Als Ursache für die Entstehung einer Windelleidenschaft (oder einer Ausprägung des AB bzw. AC Wesens) muss aber auch die Theorie des "Entthronungstraumas" in Erwägung gezogen werden. Hierbei handelt es sich um ein schockartiges, einschneidendes Erlebnis des erstgeborenen Kindes, das durch die Geburt eines Geschwisterchens seine bis anhin ungeteilte Liebe und Zuneigung durch Mutter und Vater plötzlich mit einem anderen schutzbedürftigen Wesen teilen muss. Es wird sehr oft berichtet, dass Erstgeborene bei Ankunft eines Geschwisterchens wieder in eigentlich schon überwundene Babyphasen zurückfallen, indem sie wieder in Windeln gewickelt werden wollen, wieder einen Schnuller haben oder wieder an der Brust trinken möchten.
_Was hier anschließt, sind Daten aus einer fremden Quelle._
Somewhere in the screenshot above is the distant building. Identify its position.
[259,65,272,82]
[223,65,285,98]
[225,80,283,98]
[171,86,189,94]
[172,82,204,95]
Dies sind ganz klar Zeichen dafür, dass das erstgeborene Kind wieder mehr Aufmerksamkeit von der Mutter beansprucht, weil es sich zurückgedrängt fühlt vom Zweitgeborenen.
Ich will dies nun nicht zu sehr im Detail besprechen, sonst ufert es aus, aber ich denke, dass eine Kombination dieser beiden Thesen eine gute Erklärung für eine spätere Ausprägung einer AB, AC oder DL Neigung liefern kann. Denn das erstgeborene Kind sehnt sich zurück nach der wundervollen Zeit, als seine „Sexualität“, eben das rundum geborgene Wohlgefühl in den Händen der Mutter/des Vaters, noch nicht geteilt werden musste.
@lunerouge
Es scheint, als müsstest auch Du Deine Ansicht über frühkindliche Sexualität nochmals überdenken! Wir unterliegen wohl mehr oder weniger alle der heilen, aber falschen Vorstellung vom Mythos des asexuellen Kindes.
@WSvenH
Mit Deiner Aussage liegst Du offenbar richtig.
@beebee
Im Wesentlichen treffen Deine Gedanken zu, bis auf die Tatsache, dass eben schon kleinste Menschenwesen eine Art Sexualität besitzen. Das Kindliche darf also durchaus auch in gewisser Weise seine eigene, auf sich bezogene, „unschuldige“ Sexualität haben.